According to Houck, of those 20,000 ballots run in that batch, 4,950 Ada County voters received the wrong ballot.
The majority of people affected were unaffiliated voters who had requested a Democratic ballot but instead received a nonpartisan ticket.
McGrane said those voters are now being sent the correct ballot - which should arrive in mailboxes by next week.
“We feel horrible about it but we are taking the proper steps to make sure every voter gets the proper ballot and they do get the opportunity to vote the way they intended," McGrane said.
Houck said the error was a one-time issue.
“It’s the only place that script was used, it’s the only time it was used and the only county within which it was used,” he said.
Houck explained that another issue their office has seen with this election is confusion about nonpartisan ballots. Those types of ballots only include things like school bonds or levies and nonpartisan jobs such as judges. They do not include candidates from both parties.
Those voters wishing to vote on actual candidates must request a party-affiliated ballot.
When it comes to this election, Houck said Idaho is seeing a large number of ballot requests. As of Sunday night, more than 122,000 online requests for an absentee ballot had already been made - a huge increase from what they normally see.
"Just to kind of put it into scale, in a presidential primary, if you combine early voting and absentee voting, you only saw 25,000 ballots – roughly – statewide cast in both early and absentee," he said. "In the present situation, just with online application requests – not including paper – we’ve already seen over 122,000 requests statewide."
Houck said once you factor in more requests that had been processed Monday morning, the state is seeing nearly 180,000 requests. Already, the state is seeing a 20% voter turnout. In the March election, Houck said Idaho saw a 23% total voter turnout.

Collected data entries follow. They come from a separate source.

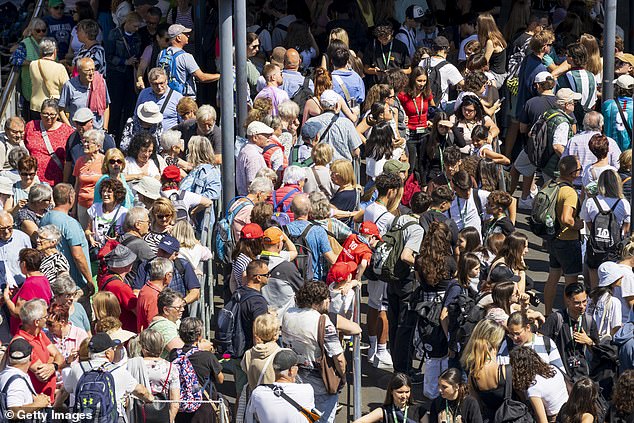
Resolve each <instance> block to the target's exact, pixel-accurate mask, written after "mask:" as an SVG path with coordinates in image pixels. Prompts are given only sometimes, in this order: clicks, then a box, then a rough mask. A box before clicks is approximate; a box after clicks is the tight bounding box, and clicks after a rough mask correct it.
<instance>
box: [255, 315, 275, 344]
mask: <svg viewBox="0 0 634 423" xmlns="http://www.w3.org/2000/svg"><path fill="white" fill-rule="evenodd" d="M279 333H280V320H279V319H278V318H277V313H266V314H261V315H259V316H258V317H256V318H255V321H254V322H253V334H254V335H255V336H257V337H258V338H259V339H260V340H261V341H262V342H264V343H267V342H271V341H275V340H277V338H278V336H279Z"/></svg>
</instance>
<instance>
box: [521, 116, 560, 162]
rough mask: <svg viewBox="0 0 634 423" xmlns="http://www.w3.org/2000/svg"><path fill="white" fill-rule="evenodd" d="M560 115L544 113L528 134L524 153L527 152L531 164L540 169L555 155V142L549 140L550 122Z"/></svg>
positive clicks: (528, 132) (524, 147)
mask: <svg viewBox="0 0 634 423" xmlns="http://www.w3.org/2000/svg"><path fill="white" fill-rule="evenodd" d="M560 114H561V112H560V111H557V110H555V111H550V110H548V111H546V112H544V113H543V114H542V115H541V116H540V117H539V118H538V119H537V122H535V123H534V124H533V126H532V127H531V129H530V131H529V132H528V140H527V141H526V145H525V146H524V151H526V155H527V156H528V159H529V160H530V162H531V163H532V164H534V165H535V166H537V167H539V168H543V167H545V166H546V165H547V164H548V161H549V160H550V158H551V157H552V156H553V154H555V150H553V142H552V140H551V139H548V121H549V120H551V119H552V118H554V117H556V116H558V115H560Z"/></svg>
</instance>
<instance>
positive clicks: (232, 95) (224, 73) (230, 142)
mask: <svg viewBox="0 0 634 423" xmlns="http://www.w3.org/2000/svg"><path fill="white" fill-rule="evenodd" d="M218 6H219V9H218V15H219V21H220V75H221V77H220V90H221V97H220V110H221V116H220V128H221V130H222V174H223V178H222V199H223V204H229V203H230V202H231V199H232V198H233V197H234V195H235V191H236V178H235V174H236V173H235V168H236V164H235V158H234V149H235V146H234V145H235V134H234V127H233V22H232V14H233V11H232V1H231V0H220V1H219V4H218Z"/></svg>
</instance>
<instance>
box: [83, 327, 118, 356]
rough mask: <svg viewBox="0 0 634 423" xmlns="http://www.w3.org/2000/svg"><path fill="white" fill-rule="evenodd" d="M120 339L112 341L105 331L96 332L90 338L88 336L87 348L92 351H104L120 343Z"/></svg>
mask: <svg viewBox="0 0 634 423" xmlns="http://www.w3.org/2000/svg"><path fill="white" fill-rule="evenodd" d="M120 344H121V341H114V340H113V339H112V338H110V335H108V334H107V333H105V332H99V333H96V334H95V335H94V336H93V337H92V338H90V342H89V343H88V349H89V350H90V352H93V353H100V352H104V351H106V350H107V349H110V348H115V347H116V346H117V345H120Z"/></svg>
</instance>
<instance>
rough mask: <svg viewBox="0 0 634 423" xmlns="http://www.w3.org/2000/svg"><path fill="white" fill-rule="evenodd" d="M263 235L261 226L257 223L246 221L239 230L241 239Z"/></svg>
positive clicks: (255, 238) (245, 238) (252, 238)
mask: <svg viewBox="0 0 634 423" xmlns="http://www.w3.org/2000/svg"><path fill="white" fill-rule="evenodd" d="M263 236H264V232H262V228H261V227H260V225H258V224H257V223H247V224H246V225H244V226H243V227H242V230H241V231H240V238H241V239H258V238H262V237H263Z"/></svg>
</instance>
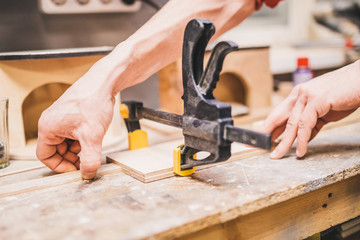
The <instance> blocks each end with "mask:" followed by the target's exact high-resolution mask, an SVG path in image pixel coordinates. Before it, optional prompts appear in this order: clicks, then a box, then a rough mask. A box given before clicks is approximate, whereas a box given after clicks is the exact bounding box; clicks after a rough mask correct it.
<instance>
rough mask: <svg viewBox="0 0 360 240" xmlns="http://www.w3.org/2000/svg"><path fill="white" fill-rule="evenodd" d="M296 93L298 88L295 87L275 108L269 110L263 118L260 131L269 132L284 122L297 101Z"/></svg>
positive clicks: (283, 123)
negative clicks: (270, 109) (286, 97)
mask: <svg viewBox="0 0 360 240" xmlns="http://www.w3.org/2000/svg"><path fill="white" fill-rule="evenodd" d="M298 95H299V88H295V89H294V90H293V91H292V92H291V93H290V95H289V96H288V97H287V98H286V99H285V100H284V101H282V102H281V103H280V104H279V105H278V106H277V107H276V108H275V109H273V110H272V111H271V113H270V114H269V116H268V117H267V118H266V119H265V122H264V125H263V127H262V129H261V131H262V132H266V133H271V132H273V131H274V130H275V129H276V128H278V127H279V126H281V125H283V124H284V123H286V120H287V119H288V118H289V114H290V113H291V110H292V109H293V107H294V106H295V104H296V102H297V99H298Z"/></svg>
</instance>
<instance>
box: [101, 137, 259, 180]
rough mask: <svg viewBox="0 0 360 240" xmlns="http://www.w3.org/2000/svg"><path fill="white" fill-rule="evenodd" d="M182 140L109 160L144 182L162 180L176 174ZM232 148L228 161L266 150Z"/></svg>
mask: <svg viewBox="0 0 360 240" xmlns="http://www.w3.org/2000/svg"><path fill="white" fill-rule="evenodd" d="M182 141H183V139H177V140H173V141H168V142H165V143H161V144H155V145H153V146H151V147H148V148H143V149H137V150H133V151H122V152H117V153H112V154H109V155H108V156H107V161H108V162H112V163H115V164H118V165H119V166H121V167H122V169H123V171H124V172H125V173H127V174H129V175H130V176H132V177H134V178H136V179H138V180H140V181H142V182H145V183H147V182H152V181H157V180H161V179H164V178H168V177H172V176H174V173H173V149H174V148H175V147H176V146H179V145H180V144H181V143H182ZM231 149H232V150H231V152H232V156H231V158H230V159H229V160H227V161H226V162H232V161H236V160H240V159H244V158H246V157H250V156H253V155H255V154H260V153H263V152H264V150H260V149H256V148H252V147H247V146H245V145H242V144H239V143H233V144H232V146H231ZM222 163H224V162H222ZM217 164H221V163H217ZM217 164H210V165H205V166H199V167H197V168H198V169H204V168H208V167H211V166H214V165H217Z"/></svg>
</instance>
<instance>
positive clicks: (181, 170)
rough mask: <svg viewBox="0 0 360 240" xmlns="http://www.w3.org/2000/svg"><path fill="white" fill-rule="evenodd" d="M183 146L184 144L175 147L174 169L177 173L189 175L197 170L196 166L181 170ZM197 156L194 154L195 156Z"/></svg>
mask: <svg viewBox="0 0 360 240" xmlns="http://www.w3.org/2000/svg"><path fill="white" fill-rule="evenodd" d="M181 146H182V144H181V145H179V146H177V147H176V148H174V151H173V161H174V162H173V164H174V166H173V171H174V173H175V174H177V175H180V176H189V175H191V174H193V173H194V172H195V171H196V167H193V168H191V169H187V170H181ZM195 157H196V156H195V155H194V158H195Z"/></svg>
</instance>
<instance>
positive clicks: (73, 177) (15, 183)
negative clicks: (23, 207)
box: [0, 164, 120, 198]
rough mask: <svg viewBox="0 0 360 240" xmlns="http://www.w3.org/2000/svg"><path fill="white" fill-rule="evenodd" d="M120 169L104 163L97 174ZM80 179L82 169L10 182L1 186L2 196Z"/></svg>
mask: <svg viewBox="0 0 360 240" xmlns="http://www.w3.org/2000/svg"><path fill="white" fill-rule="evenodd" d="M119 170H120V168H119V167H118V166H116V165H115V164H106V165H102V166H101V167H100V168H99V170H98V174H97V176H103V175H104V174H108V173H110V172H114V171H119ZM0 180H1V178H0ZM79 180H82V178H81V174H80V171H74V172H68V173H63V174H56V175H52V176H48V177H43V178H39V179H33V180H29V181H24V182H19V183H13V184H8V185H4V186H0V198H1V197H7V196H13V195H17V194H22V193H26V192H30V191H34V190H39V189H44V188H51V187H54V186H59V185H63V184H67V183H70V182H74V181H79Z"/></svg>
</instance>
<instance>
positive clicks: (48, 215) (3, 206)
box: [0, 123, 360, 239]
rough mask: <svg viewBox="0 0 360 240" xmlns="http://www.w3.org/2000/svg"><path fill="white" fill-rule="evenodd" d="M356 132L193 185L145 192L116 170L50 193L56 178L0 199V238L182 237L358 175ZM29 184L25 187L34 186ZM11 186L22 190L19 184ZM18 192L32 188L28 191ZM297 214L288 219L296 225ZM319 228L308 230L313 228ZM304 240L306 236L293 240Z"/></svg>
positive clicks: (336, 129) (167, 186)
mask: <svg viewBox="0 0 360 240" xmlns="http://www.w3.org/2000/svg"><path fill="white" fill-rule="evenodd" d="M359 132H360V123H357V124H351V125H348V126H343V127H339V128H334V129H330V130H327V131H323V132H322V133H321V134H320V135H319V136H318V137H317V138H316V139H315V140H314V141H313V142H312V143H311V145H310V147H309V153H308V154H307V157H306V158H305V159H296V157H295V156H294V151H291V152H290V154H289V155H288V156H287V157H285V158H283V159H281V160H270V159H269V156H268V154H263V155H259V156H254V157H251V158H247V159H243V160H241V161H238V162H231V163H228V164H223V165H219V166H215V167H212V168H207V169H203V170H200V171H197V172H196V173H195V174H194V175H193V176H191V177H172V178H167V179H164V180H160V181H157V182H152V183H148V184H144V183H142V182H139V181H137V180H135V179H133V178H132V177H130V176H128V175H126V174H124V173H122V172H120V171H114V170H112V171H109V172H108V173H107V174H104V175H102V176H101V177H100V178H99V179H98V180H96V181H93V182H89V181H81V180H80V179H79V177H77V178H76V177H74V176H75V175H76V174H79V173H78V172H74V173H71V174H72V176H73V175H74V176H73V177H74V178H75V179H74V180H73V181H70V182H64V184H62V185H56V184H55V185H54V186H51V182H52V181H51V179H55V178H59V176H61V175H51V176H47V177H45V178H46V180H43V181H47V182H48V183H49V184H50V186H48V187H44V185H41V184H43V183H35V184H40V186H42V187H43V188H34V189H33V190H31V191H28V190H27V191H23V192H21V191H20V189H18V190H17V191H15V192H12V194H10V195H9V194H8V195H3V197H0V231H1V237H0V238H2V239H55V238H56V239H138V238H151V237H161V238H165V239H166V238H167V239H172V238H174V237H182V236H184V235H186V234H189V233H192V232H197V231H200V230H203V229H206V228H208V227H211V226H216V225H218V224H222V223H226V222H229V221H232V220H234V219H238V218H241V217H246V216H248V215H251V214H256V213H257V212H261V211H264V209H268V208H269V207H272V206H278V205H279V204H280V205H281V204H282V203H284V202H287V201H289V200H292V199H296V198H299V197H300V198H301V197H302V196H305V195H306V194H308V193H311V192H314V193H316V192H317V191H319V190H320V189H323V188H326V187H327V186H329V185H331V184H334V183H337V182H342V181H343V180H344V179H350V178H351V177H354V176H356V175H358V174H359V172H360V134H359ZM105 166H106V165H105ZM40 170H41V168H40V169H36V170H34V171H40ZM31 181H33V180H31ZM31 181H29V184H34V182H31ZM55 182H56V181H55ZM13 184H18V185H17V187H19V183H13ZM21 184H24V183H21ZM0 185H2V182H1V178H0ZM6 186H7V189H9V191H11V189H12V184H11V183H9V182H7V185H6ZM14 186H15V185H14ZM23 187H24V188H25V189H28V188H29V186H26V184H24V186H23ZM304 194H305V195H304ZM326 194H327V193H326ZM326 196H327V195H326ZM352 196H353V199H352V200H354V199H355V200H356V201H355V200H354V201H353V203H354V202H355V203H356V202H357V203H358V202H359V201H360V197H359V195H356V194H355V193H354V194H352ZM339 201H340V200H339ZM309 204H310V205H311V204H312V203H311V202H309ZM291 206H292V205H291ZM347 209H348V210H349V212H350V213H351V214H352V215H358V214H360V206H359V204H353V205H351V204H347ZM330 210H331V209H329V211H330ZM297 212H299V211H297ZM297 212H296V211H294V212H292V213H294V216H293V219H296V217H297V216H296V215H295V214H296V213H297ZM333 213H334V212H329V213H328V214H329V215H330V216H331V221H330V220H329V224H337V223H340V222H338V221H340V218H338V215H337V214H333ZM289 214H290V213H289ZM349 217H354V216H350V215H349ZM257 219H261V218H257ZM290 219H291V218H290ZM317 220H318V219H311V221H305V222H307V224H309V225H313V222H314V221H317ZM341 220H344V219H341ZM318 221H319V220H318ZM320 221H321V220H320ZM252 225H254V224H252ZM280 225H281V224H280ZM329 226H330V225H329ZM303 227H304V226H303ZM322 230H324V229H322ZM288 232H289V231H287V233H288ZM286 236H288V235H283V237H286ZM301 237H305V236H301V235H298V236H296V237H295V238H301ZM279 239H288V238H279Z"/></svg>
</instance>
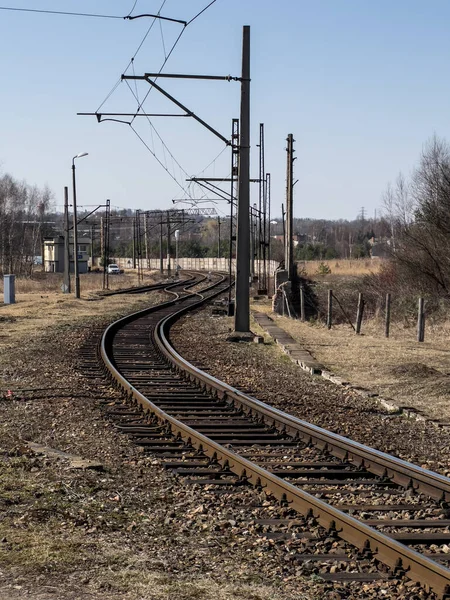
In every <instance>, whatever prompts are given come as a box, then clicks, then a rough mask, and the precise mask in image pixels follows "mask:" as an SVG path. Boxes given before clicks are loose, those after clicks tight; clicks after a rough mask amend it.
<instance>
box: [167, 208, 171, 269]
mask: <svg viewBox="0 0 450 600" xmlns="http://www.w3.org/2000/svg"><path fill="white" fill-rule="evenodd" d="M170 270H171V269H170V212H169V211H167V276H168V277H170Z"/></svg>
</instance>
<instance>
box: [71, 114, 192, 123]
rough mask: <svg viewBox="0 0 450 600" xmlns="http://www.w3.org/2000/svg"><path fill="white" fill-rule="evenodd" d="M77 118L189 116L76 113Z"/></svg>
mask: <svg viewBox="0 0 450 600" xmlns="http://www.w3.org/2000/svg"><path fill="white" fill-rule="evenodd" d="M77 116H79V117H97V121H98V122H100V121H101V119H102V117H190V116H191V115H187V114H184V115H180V114H179V113H99V112H95V113H77Z"/></svg>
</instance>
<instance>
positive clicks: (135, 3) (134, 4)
mask: <svg viewBox="0 0 450 600" xmlns="http://www.w3.org/2000/svg"><path fill="white" fill-rule="evenodd" d="M137 3H138V0H134V4H133V8H132V9H131V10H130V12H129V13H128V15H127V16H128V17H129V16H130V15H131V13H132V12H133V10H134V9H135V8H136V4H137Z"/></svg>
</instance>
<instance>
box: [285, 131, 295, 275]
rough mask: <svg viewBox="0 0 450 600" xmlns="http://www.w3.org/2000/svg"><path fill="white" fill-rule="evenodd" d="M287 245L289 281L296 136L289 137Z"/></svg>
mask: <svg viewBox="0 0 450 600" xmlns="http://www.w3.org/2000/svg"><path fill="white" fill-rule="evenodd" d="M287 144H288V145H287V173H286V246H285V266H286V270H287V272H288V279H289V281H293V279H294V218H293V216H294V136H293V135H292V133H289V134H288V137H287Z"/></svg>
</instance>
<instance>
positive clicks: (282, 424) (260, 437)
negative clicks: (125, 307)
mask: <svg viewBox="0 0 450 600" xmlns="http://www.w3.org/2000/svg"><path fill="white" fill-rule="evenodd" d="M199 279H200V278H199V277H198V276H197V277H193V278H192V279H191V280H190V281H189V282H188V283H187V284H186V282H177V284H175V285H171V286H170V290H168V291H170V292H171V293H172V294H173V295H174V296H175V298H174V299H173V300H170V301H168V302H165V303H163V304H161V305H159V306H156V307H152V308H150V309H146V310H144V311H140V312H139V313H135V314H134V315H130V316H128V317H126V318H125V319H121V320H119V321H117V322H116V323H113V324H112V325H110V326H109V327H108V329H107V330H106V331H105V332H104V335H103V338H102V342H101V358H102V361H103V364H104V369H105V371H106V372H107V373H108V376H109V377H111V378H113V379H114V381H115V382H116V383H117V385H119V386H120V387H121V388H122V390H123V392H124V393H125V394H126V395H127V397H128V399H129V401H130V403H131V404H130V403H128V404H127V403H121V402H118V403H117V404H116V405H114V406H113V407H112V408H110V409H109V414H110V416H111V417H112V418H113V419H114V420H115V422H116V425H117V427H118V429H119V430H120V431H121V432H123V433H125V434H126V435H128V436H129V437H130V438H131V439H132V440H133V441H134V442H135V443H136V444H139V445H140V446H142V447H144V448H145V449H146V450H147V451H149V452H151V453H152V454H154V455H156V456H158V457H159V458H160V459H161V460H162V461H163V462H164V464H165V466H166V467H167V468H168V469H172V470H173V471H174V472H175V473H176V474H177V475H179V476H182V477H184V478H185V480H186V481H187V482H189V483H194V484H197V485H200V486H205V489H206V486H208V489H211V488H212V489H215V490H217V493H226V492H229V491H230V490H234V489H239V488H242V487H248V486H250V485H253V486H255V487H256V488H257V489H261V490H264V491H265V492H266V494H269V495H271V496H273V497H275V498H276V499H278V500H279V501H280V505H281V506H282V507H283V511H282V518H280V517H279V515H278V518H275V519H274V518H262V519H260V523H259V525H261V526H262V527H264V531H265V535H269V536H272V539H277V540H283V539H289V538H290V539H292V536H293V531H295V532H297V533H296V534H295V535H297V536H298V539H299V540H301V541H302V544H301V548H302V552H300V553H298V552H297V553H296V556H295V560H296V561H298V562H300V563H308V564H320V565H321V571H320V576H321V578H322V579H325V580H328V581H344V582H346V581H349V582H351V581H353V582H361V583H362V582H367V581H369V582H370V581H375V580H377V579H382V580H384V579H385V580H389V579H390V578H392V577H395V578H397V579H398V578H400V579H402V578H403V579H404V578H408V579H410V580H412V581H415V582H418V583H420V585H421V586H422V588H423V589H424V590H425V591H426V592H427V593H429V594H430V596H429V597H430V598H433V597H436V598H442V599H445V598H450V570H449V569H448V566H449V564H450V520H449V518H448V517H449V516H450V512H449V511H448V502H449V500H450V480H449V479H448V478H446V477H443V476H441V475H438V474H436V473H432V472H430V471H427V470H425V469H422V468H420V467H418V466H416V465H413V464H411V463H407V462H405V461H402V460H400V459H398V458H396V457H393V456H390V455H387V454H384V453H382V452H379V451H377V450H374V449H372V448H370V447H367V446H364V445H362V444H359V443H356V442H353V441H351V440H349V439H346V438H344V437H341V436H339V435H337V434H334V433H331V432H329V431H326V430H324V429H321V428H320V427H317V426H314V425H311V424H309V423H307V422H304V421H301V420H300V419H297V418H295V417H292V416H290V415H288V414H286V413H283V412H281V411H279V410H277V409H274V408H272V407H270V406H268V405H266V404H264V403H262V402H260V401H258V400H257V399H255V398H253V397H251V396H249V395H247V394H245V393H244V392H243V391H240V390H238V389H236V388H232V387H230V386H228V385H227V384H225V383H223V382H221V381H219V380H218V379H216V378H214V377H211V376H210V375H208V373H206V372H205V371H202V370H200V369H199V368H198V367H195V366H193V365H192V364H190V363H188V362H187V361H185V360H184V359H183V358H182V357H181V356H180V355H179V354H178V353H177V352H176V351H175V350H174V349H173V348H172V346H171V344H170V326H171V325H172V324H173V322H174V321H175V320H177V319H178V318H180V317H181V316H182V315H184V314H185V313H186V312H188V311H189V310H192V309H194V308H197V307H199V306H201V305H202V304H203V303H204V302H206V301H208V300H209V299H212V298H213V297H214V296H216V295H220V293H222V292H223V291H225V289H226V287H227V282H226V280H225V279H222V280H219V281H217V282H215V283H214V284H212V285H209V286H208V287H207V288H205V289H203V290H202V291H201V292H199V291H197V292H196V293H192V291H191V289H192V288H193V287H194V286H198V284H199V283H200V281H199ZM203 279H204V278H203ZM298 515H303V517H304V518H303V520H300V521H299V520H298ZM263 517H264V515H263ZM266 517H267V515H266ZM269 517H270V515H269ZM292 526H294V530H293V529H292ZM315 526H320V527H321V528H322V532H323V533H322V535H323V543H320V540H319V541H318V540H317V538H315V539H314V544H312V543H311V537H313V538H314V536H315V535H316V534H315V533H311V531H312V530H313V528H314V527H315ZM337 539H341V540H345V542H347V545H346V550H345V554H344V553H342V551H341V550H342V548H341V547H339V545H337V546H336V544H335V543H333V540H334V541H335V540H337ZM336 547H337V548H338V550H339V551H336ZM350 547H354V548H356V554H355V553H353V554H352V552H351V550H349V548H350ZM355 560H360V562H361V564H363V565H364V566H363V567H362V568H360V567H357V569H355V570H353V571H349V570H347V566H348V564H349V563H351V564H352V565H353V564H354V561H355ZM352 561H353V562H352ZM373 565H376V566H377V569H376V570H375V571H374V569H373Z"/></svg>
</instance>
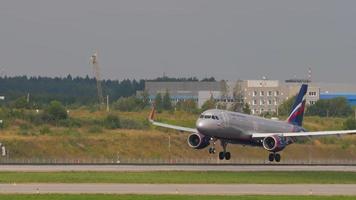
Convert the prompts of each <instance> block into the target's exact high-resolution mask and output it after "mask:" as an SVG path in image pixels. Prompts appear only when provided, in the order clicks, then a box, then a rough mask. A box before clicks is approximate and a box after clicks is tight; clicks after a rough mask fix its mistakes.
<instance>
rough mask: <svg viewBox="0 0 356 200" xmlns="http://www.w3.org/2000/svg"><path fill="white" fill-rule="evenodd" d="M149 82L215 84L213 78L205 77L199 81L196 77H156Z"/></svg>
mask: <svg viewBox="0 0 356 200" xmlns="http://www.w3.org/2000/svg"><path fill="white" fill-rule="evenodd" d="M149 81H155V82H184V81H194V82H198V81H201V82H215V81H216V80H215V78H214V77H207V78H203V79H201V80H199V79H198V78H197V77H190V78H174V77H168V76H162V77H158V78H155V79H151V80H149Z"/></svg>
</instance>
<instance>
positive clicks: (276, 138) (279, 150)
mask: <svg viewBox="0 0 356 200" xmlns="http://www.w3.org/2000/svg"><path fill="white" fill-rule="evenodd" d="M286 146H287V143H286V139H285V138H283V137H279V136H278V135H272V136H268V137H265V138H264V139H263V148H265V149H266V150H267V151H271V152H278V151H282V150H283V149H284V148H285V147H286Z"/></svg>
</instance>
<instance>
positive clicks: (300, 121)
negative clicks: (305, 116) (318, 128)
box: [287, 84, 308, 126]
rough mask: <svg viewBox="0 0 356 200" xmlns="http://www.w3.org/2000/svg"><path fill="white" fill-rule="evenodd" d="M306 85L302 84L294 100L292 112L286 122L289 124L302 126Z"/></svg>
mask: <svg viewBox="0 0 356 200" xmlns="http://www.w3.org/2000/svg"><path fill="white" fill-rule="evenodd" d="M307 90H308V85H307V84H303V85H302V87H301V88H300V90H299V93H298V96H297V97H296V99H295V102H294V104H293V107H292V111H291V113H290V114H289V117H288V119H287V121H288V122H289V123H291V124H294V125H298V126H302V123H303V116H304V108H305V102H306V101H305V99H304V96H305V94H306V93H307Z"/></svg>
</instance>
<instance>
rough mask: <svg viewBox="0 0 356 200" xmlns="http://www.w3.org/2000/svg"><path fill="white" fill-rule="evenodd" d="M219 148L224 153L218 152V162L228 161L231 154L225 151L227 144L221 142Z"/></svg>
mask: <svg viewBox="0 0 356 200" xmlns="http://www.w3.org/2000/svg"><path fill="white" fill-rule="evenodd" d="M221 146H222V148H223V150H224V151H221V152H219V159H220V160H224V159H225V160H230V158H231V153H230V152H227V151H226V146H227V142H226V141H221Z"/></svg>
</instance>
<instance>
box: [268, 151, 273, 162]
mask: <svg viewBox="0 0 356 200" xmlns="http://www.w3.org/2000/svg"><path fill="white" fill-rule="evenodd" d="M268 160H269V161H270V162H273V160H274V154H273V153H270V154H269V156H268Z"/></svg>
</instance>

Ada County is also seeing more absentee ballot requests due to the change in the voting process.
McGrane said a comparable election to this one would be the 2016 presidential primary. In that election, Ada County saw 35,000 total votes. So far in this current May primary, the county has issued 56,000 absentee ballots and counting.
“Most people have been scaling down in the midst of COVID-19," he said. "We’ve actually had to ramp up and bring in additional people to handle the enormous volume we’re facing."
Houck said the new voting process is a big change for the state and each county elections office but he's impressed with how hard each county has been working.
"It has been a huge mountain to climb and not just for the Secretary of State’s Office but also for the counties," he said. “This has been an interesting election and it hasn’t even technically started yet so to speak. I am absolutely impressed with the work that has been done by the county clerks and their staffs. They really should get a big pat on the back.”
Idaho voters have until 8 p.m. on May 19 to request an absentee ballot. Voters then have until June 2 to fill out the ballot and return it. Once a ballot has been requested, it takes about one week to get mailed out.
Ada County voters with questions or problems voting can call the elections office at 208-287-6860.
Statewide voting information can also be found on the Secretary of State's website.